CRE

Installation

Installing the latest developing version.

library(devtools)
install_github("NSAPH-Software/CRE", ref="develop")
library("CRE")

Installing from CRAN.

install.packages("CRE")

Usage

Input parameters:

y The observed response (outcome) vector.
z The treatment (exposure, policy) vector.
X The covariate matrix.
method_params Parameters for estimating the individual treatment effect, including:
Parameters for Discovery
- ratio_dis The ratio of data delegated to the discovery sub-sample.
- ite_method_dis The method to estimate the discovery sub-sample in estimating individual treatment effect (ITE).
- include_ps_dis Whether or not to include propensity score estimate as a covariate in discovery ITE estimation, considered only for BART, or CF.
- ps_method_dis The estimation model for the propensity score on the discovery sub-sample.
- or_method_dis The estimation model for the outcome regressions estimate_ite_aipw on the discovery sub-sample.
Parameters for Inference
- ite_method_inf The method to estimate the inference sample ITE.
- include_ps_inf Whether or not to include propensity score estimate as a covariate in inference ITE estimation, considered only for BART, or CF.
- ps_method_inf The estimation model for the propensity score on the inference subsample.
- or_method_inf The estimation model for the outcome regressions in estimate_ite_aipw on the inference subsample.
Other Parameters - include_offset Whether or not to include an offset when estimating the ITE, for Poisson only.
- offset_name The name of the offset, if it is to be included.
- cate_method The method to estimate the conditional average treatment effect (CATE) values.
- cate_SL_library The library used if cate_method is set to DRLearner.
- filter_cate Whether or not to filter rules with p-value <= 0.05.
hyper_params The list of parameters required to tune the functions, including:
- effect_modifiers Effect Modifiers for Rules Generation.
- ntrees_rf The number of decision trees for randomForest.
- ntrees_gbm The number of decision trees for gradient boosting.
- node_size The minimum size of the trees’ terminal nodes.
- max_nodes The maximum number of terminal nodes trees in the forest can have.
- max_depth The number of top levels from each tree considered to extract conditions.
- replace Boolean variable for replacement in bootstrapping.
- max_decay Decay Threshold for pruning the rules.
- type_decay Decay Type for pruning the rules (1: relative error; 2: error).
- t_anom The threshold to define too generic or too specific (anomalous) rules.
- t_corr The threshold to define correlated rules.
- q Number of (unique) selected rules per subsample in stability selection.
- stability_selection Whether or not using stability selection for selecting the causal rules.
- pfer_val The Per-Family Error Rate, the expected number of false discoveries.

A note on the parameters

(1) Options for the ITE estimation are as follows:

(2) The include_ps_dis and include_ps_inf arguments will only be considered if the ITE method selected is bart, cf.

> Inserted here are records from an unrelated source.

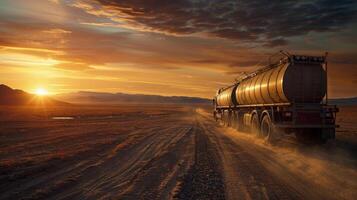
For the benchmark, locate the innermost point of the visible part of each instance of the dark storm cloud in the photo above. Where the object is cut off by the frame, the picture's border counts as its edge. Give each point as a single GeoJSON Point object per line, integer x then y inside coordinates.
{"type": "Point", "coordinates": [265, 21]}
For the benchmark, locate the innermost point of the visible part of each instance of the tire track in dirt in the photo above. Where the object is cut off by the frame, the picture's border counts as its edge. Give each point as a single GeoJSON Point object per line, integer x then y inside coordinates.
{"type": "Point", "coordinates": [118, 173]}
{"type": "Point", "coordinates": [244, 176]}
{"type": "Point", "coordinates": [204, 179]}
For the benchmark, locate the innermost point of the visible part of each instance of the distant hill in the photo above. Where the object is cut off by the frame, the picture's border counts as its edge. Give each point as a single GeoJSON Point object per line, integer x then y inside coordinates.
{"type": "Point", "coordinates": [344, 101]}
{"type": "Point", "coordinates": [115, 98]}
{"type": "Point", "coordinates": [9, 96]}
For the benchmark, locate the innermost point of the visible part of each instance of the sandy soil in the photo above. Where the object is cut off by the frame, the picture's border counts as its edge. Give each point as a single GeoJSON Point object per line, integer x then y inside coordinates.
{"type": "Point", "coordinates": [164, 152]}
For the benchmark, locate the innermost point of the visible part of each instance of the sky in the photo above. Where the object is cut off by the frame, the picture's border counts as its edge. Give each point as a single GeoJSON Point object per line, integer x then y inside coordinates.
{"type": "Point", "coordinates": [166, 47]}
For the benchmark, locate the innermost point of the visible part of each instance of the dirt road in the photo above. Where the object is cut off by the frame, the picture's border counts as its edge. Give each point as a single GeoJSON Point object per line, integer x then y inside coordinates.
{"type": "Point", "coordinates": [172, 154]}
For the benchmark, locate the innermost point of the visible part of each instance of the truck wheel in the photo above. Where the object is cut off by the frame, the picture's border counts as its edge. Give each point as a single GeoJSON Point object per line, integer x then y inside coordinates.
{"type": "Point", "coordinates": [267, 130]}
{"type": "Point", "coordinates": [254, 125]}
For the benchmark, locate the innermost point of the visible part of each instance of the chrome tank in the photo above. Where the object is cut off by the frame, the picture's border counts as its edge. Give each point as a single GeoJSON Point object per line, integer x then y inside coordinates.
{"type": "Point", "coordinates": [227, 97]}
{"type": "Point", "coordinates": [294, 83]}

The CRE package can generate synthetic data that can be used to test different features of the package. At the current implementation, the code can generate data with continuous or binary outcomes.

  set.seed(9687)
  dataset_cont <- generate_cre_dataset(n = 300, rho = 0, n_rules = 2, p = 10,
                                       effect_size = 2, binary = FALSE)
  y <- dataset_cont[["y"]]
  z <- dataset_cont[["z"]]
  X <- as.data.frame(dataset_cont[["X"]])
  X_names <- names(as.data.frame(X))

  method_params = list(ratio_dis = 0.25,
                       ite_method_dis="bart",
                       ps_method_dis = "SL.xgboost",
                       oreg_method_dis = "SL.xgboost",
                       include_ps_dis = TRUE,
                       ite_method_inf = "bart",
                       ps_method_inf = "SL.xgboost",
                       oreg_method_inf = "SL.xgboost",
                       include_ps_inf = TRUE,
                       include_offset = FALSE,
                       cate_method = "DRLearner",
                       cate_SL_library = "SL.xgboost",
                       filter_cate = FALSE,
                       offset_name = NA,
                       random_state = 3591)

 hyper_params = list(ntrees_rf = 100,
                     ntrees_gbm = 50,
                     node_size = 20,
                     max_nodes = 5,
                     max_depth = 15,
                     max_decay = 0.025,
                     type_decay = 2,
                     t_anom = 0.025,
                     t_corr = 1,
                     replace = FALSE,
                     q = 0.8,
                     stability_selection = TRUE,
                     pfer_val = 0.1)

cre_results <- cre(y, z, X, method_params, hyper_params)